EpiCHAOS: a metric to quantify epigenomic heterogeneity in single-cell data

EpiCHAOS provides a quantitative metric of cell-to-cell epigenetic heterogeneity, complementing single-cell epigenomics studies of cancer and development. We have shown that epiCHAOS offers an excellent approximation of stemness and plasticity in various developmental contexts, as well as in cancer. Comparison of epiCHAOS scores at different genomic regions highlighted increased heterogeneity of polycomb targets and developmental genes. EpiCHAOS is applicable to a variety of single-cell epigenomics data types including measurements of chromatin accessibility, DNA methylation, and histone modifications.

MethodsCalculating epiCHAOS scores

Heterogeneity scores were calculated for each given cluster or otherwise defined group of cells using a binarized matrix of scATAC or other single-cell epigenomics data.
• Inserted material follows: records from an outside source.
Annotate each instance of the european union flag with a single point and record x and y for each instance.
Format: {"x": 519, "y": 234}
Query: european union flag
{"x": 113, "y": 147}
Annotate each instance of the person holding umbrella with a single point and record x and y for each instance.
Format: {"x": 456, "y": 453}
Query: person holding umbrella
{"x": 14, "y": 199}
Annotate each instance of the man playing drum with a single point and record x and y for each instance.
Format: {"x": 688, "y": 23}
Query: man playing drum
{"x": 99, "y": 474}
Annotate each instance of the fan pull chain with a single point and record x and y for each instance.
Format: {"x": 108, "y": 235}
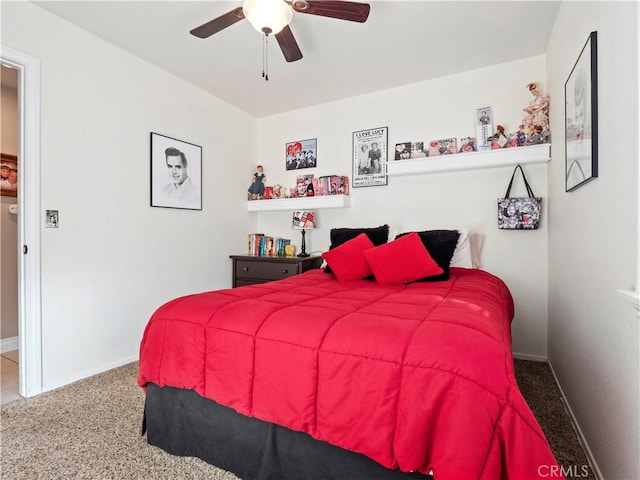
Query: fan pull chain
{"x": 265, "y": 58}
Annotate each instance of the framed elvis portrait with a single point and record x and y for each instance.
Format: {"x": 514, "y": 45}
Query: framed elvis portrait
{"x": 302, "y": 154}
{"x": 370, "y": 157}
{"x": 176, "y": 173}
{"x": 581, "y": 118}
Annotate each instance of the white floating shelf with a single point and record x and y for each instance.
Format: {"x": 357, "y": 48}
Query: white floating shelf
{"x": 304, "y": 203}
{"x": 471, "y": 160}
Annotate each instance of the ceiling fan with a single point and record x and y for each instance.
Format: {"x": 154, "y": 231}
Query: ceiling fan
{"x": 273, "y": 17}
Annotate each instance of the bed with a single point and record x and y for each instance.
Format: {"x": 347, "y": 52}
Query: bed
{"x": 319, "y": 377}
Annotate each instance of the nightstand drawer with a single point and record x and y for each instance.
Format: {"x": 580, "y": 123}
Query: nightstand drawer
{"x": 265, "y": 270}
{"x": 250, "y": 270}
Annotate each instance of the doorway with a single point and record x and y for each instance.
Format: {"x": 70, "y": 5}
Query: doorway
{"x": 28, "y": 251}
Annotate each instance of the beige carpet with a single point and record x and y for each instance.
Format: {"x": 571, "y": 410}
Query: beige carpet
{"x": 91, "y": 430}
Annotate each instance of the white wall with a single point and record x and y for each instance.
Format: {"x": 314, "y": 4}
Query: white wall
{"x": 593, "y": 331}
{"x": 425, "y": 111}
{"x": 114, "y": 259}
{"x": 8, "y": 222}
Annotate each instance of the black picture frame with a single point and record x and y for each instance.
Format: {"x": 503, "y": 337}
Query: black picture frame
{"x": 370, "y": 166}
{"x": 581, "y": 117}
{"x": 301, "y": 154}
{"x": 176, "y": 173}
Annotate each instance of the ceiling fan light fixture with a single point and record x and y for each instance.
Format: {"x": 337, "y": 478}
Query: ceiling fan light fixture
{"x": 267, "y": 16}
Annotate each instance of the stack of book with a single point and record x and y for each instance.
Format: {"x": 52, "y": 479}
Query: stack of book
{"x": 266, "y": 246}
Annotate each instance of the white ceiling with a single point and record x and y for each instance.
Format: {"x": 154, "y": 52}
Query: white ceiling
{"x": 402, "y": 42}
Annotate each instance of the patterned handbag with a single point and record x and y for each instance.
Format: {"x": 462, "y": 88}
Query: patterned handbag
{"x": 519, "y": 213}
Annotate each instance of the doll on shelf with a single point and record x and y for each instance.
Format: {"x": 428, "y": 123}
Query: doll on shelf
{"x": 537, "y": 110}
{"x": 256, "y": 189}
{"x": 498, "y": 139}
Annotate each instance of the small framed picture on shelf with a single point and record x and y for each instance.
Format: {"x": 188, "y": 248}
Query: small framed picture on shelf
{"x": 370, "y": 157}
{"x": 302, "y": 154}
{"x": 9, "y": 180}
{"x": 467, "y": 144}
{"x": 446, "y": 146}
{"x": 304, "y": 186}
{"x": 403, "y": 151}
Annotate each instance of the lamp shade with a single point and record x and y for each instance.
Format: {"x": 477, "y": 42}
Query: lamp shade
{"x": 303, "y": 220}
{"x": 267, "y": 16}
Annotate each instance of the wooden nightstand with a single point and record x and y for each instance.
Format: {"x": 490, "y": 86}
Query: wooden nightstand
{"x": 251, "y": 270}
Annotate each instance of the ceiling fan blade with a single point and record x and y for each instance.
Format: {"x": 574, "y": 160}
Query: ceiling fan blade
{"x": 217, "y": 24}
{"x": 288, "y": 45}
{"x": 352, "y": 11}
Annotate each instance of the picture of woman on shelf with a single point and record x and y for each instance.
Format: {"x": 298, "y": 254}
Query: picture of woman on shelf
{"x": 256, "y": 189}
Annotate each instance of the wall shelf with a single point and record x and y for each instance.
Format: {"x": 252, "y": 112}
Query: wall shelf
{"x": 304, "y": 203}
{"x": 471, "y": 160}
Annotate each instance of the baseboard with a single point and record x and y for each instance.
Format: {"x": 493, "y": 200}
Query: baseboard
{"x": 89, "y": 373}
{"x": 583, "y": 442}
{"x": 528, "y": 356}
{"x": 8, "y": 344}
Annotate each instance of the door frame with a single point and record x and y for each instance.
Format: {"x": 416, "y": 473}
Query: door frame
{"x": 28, "y": 251}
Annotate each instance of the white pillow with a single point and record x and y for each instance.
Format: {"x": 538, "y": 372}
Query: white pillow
{"x": 462, "y": 253}
{"x": 467, "y": 252}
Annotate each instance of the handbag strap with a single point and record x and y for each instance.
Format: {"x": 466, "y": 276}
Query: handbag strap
{"x": 524, "y": 177}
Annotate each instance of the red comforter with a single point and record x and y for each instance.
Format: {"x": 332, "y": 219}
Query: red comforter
{"x": 417, "y": 376}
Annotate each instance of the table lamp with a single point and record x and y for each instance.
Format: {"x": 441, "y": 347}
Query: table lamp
{"x": 303, "y": 221}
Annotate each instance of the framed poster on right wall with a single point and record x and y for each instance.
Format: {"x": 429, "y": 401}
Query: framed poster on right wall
{"x": 581, "y": 117}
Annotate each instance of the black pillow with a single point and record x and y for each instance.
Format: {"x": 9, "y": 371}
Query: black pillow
{"x": 440, "y": 244}
{"x": 377, "y": 235}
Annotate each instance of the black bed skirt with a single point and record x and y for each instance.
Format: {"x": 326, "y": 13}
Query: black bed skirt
{"x": 181, "y": 422}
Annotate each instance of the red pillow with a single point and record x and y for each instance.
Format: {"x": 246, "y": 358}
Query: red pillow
{"x": 400, "y": 261}
{"x": 346, "y": 261}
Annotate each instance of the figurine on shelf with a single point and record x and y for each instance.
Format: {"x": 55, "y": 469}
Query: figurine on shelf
{"x": 537, "y": 110}
{"x": 498, "y": 139}
{"x": 256, "y": 189}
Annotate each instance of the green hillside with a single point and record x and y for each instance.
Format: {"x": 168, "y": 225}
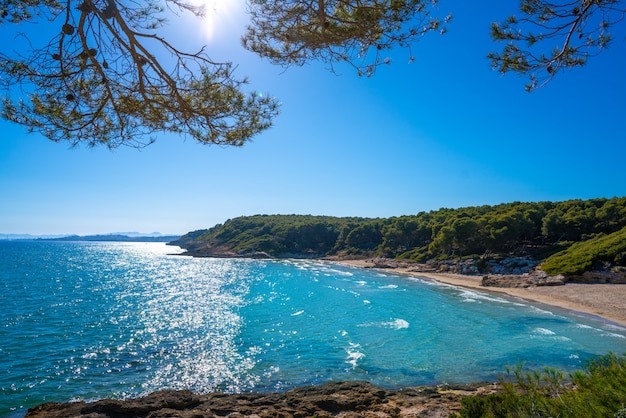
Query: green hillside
{"x": 590, "y": 231}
First pairwise distances were calculated between all cells within the cluster using a chance-centered version of the Jaccard index which controls for differences in the relative number of ones and zeros [26]. Afterwards, the mean of all pairwise distances per cluster was computed. To remove any further effect of sparsity a linear regression model of the raw heterogeneity scores was fitted against the total number of detected accessible peaks, averaged across cells in the respective cluster, and the residuals of this model were taken as the adjusted scores. Finally, the scores were transformed to an interval of 0–1, and subtracted from 1 to convert the similarity metric to a distance metric.

ScATAC-seq data from the Hep-1 liver cancer cell line [50] was used to test whether epiCHAOS scores correlate with measures of technical noise. Cells were stratified into bins (20 bins of 100 cells each) based on various quality control metrics: FRIP scores, TSS enrichment scores, and nucleosome ratio, which were calculated using ArchR [51].

DNA CNAs were inferred in the Hep-1 cell line using epiAneuFinder [52] with a windowSize = 100,000 and minFrags = 20,000. To investigate the influence of CNAs on epiCHAOS scores, the most prominent examples of large subclonal copy number gains (gain on chromosome 5) and deletions (deletion on chromosome 13) were selected by visual inspection, and cells were stratified based on the presence or absence of each alteration. EpiCHAOS scores were calculated across peaks in the affected chromosome and compared between cells with diploid or alternative states. To correct for CNAs when applying epiCHAOS to cancer datasets, a per-chromosome count-corrected epiCHAOS score was derived, where epiCHAOS scores were calculated per chromosome, implementing a linear regression-based adjustment for the total coverage on that chromosome, and then the average of per-chromosome scores was taken as the global epiCHAOS scores.

Unless otherwise specified, epiCHAOS was calculated using the entire peaks-by-cells matrix. To allow a more robust comparison between groups, epiCHAOS scores were calculated on five random subsamples of 100 cells from each group/cluster, except in groups/clusters which contained fewer than 100 cells. Since the scNMT-seq data contained fewer than 100 cells in most groups, epiCHAOS scores were calculated only once for each cell type. ENCODE Transcription Factor Binding Site (TFBS) regions from the LOLA core database [53] were used for comparisons of heterogeneity at different genomic regions, for which scATAC peaks matrices were subsetted to obtain peaks overlapping with each genomic region. Similarly, for comparisons across gene sets, data were subsetted for peaks overlapping with promoters of each gene set using the GO:BP gene sets from MsigDB [54].

Generating synthetic datasets with controlled heterogeneity

To test the performance of epiCHAOS, synthetic datasets were generated in silico in a way that simulates the structure of binarized scATAC-seq peak matrices. First, a series of 100 synthetic datasets with controlled heterogeneity was created, in which each dataset has an equal total count. To do this a random binary matrix was created, which would represent the first dataset in the series. In each subsequent dataset, homogeneity was incrementally introduced by removing a set number of 1’s from selected n rows and adding them to different selected n rows, in such a way that a constant number of 1’s is maintained, while heterogeneity decreases.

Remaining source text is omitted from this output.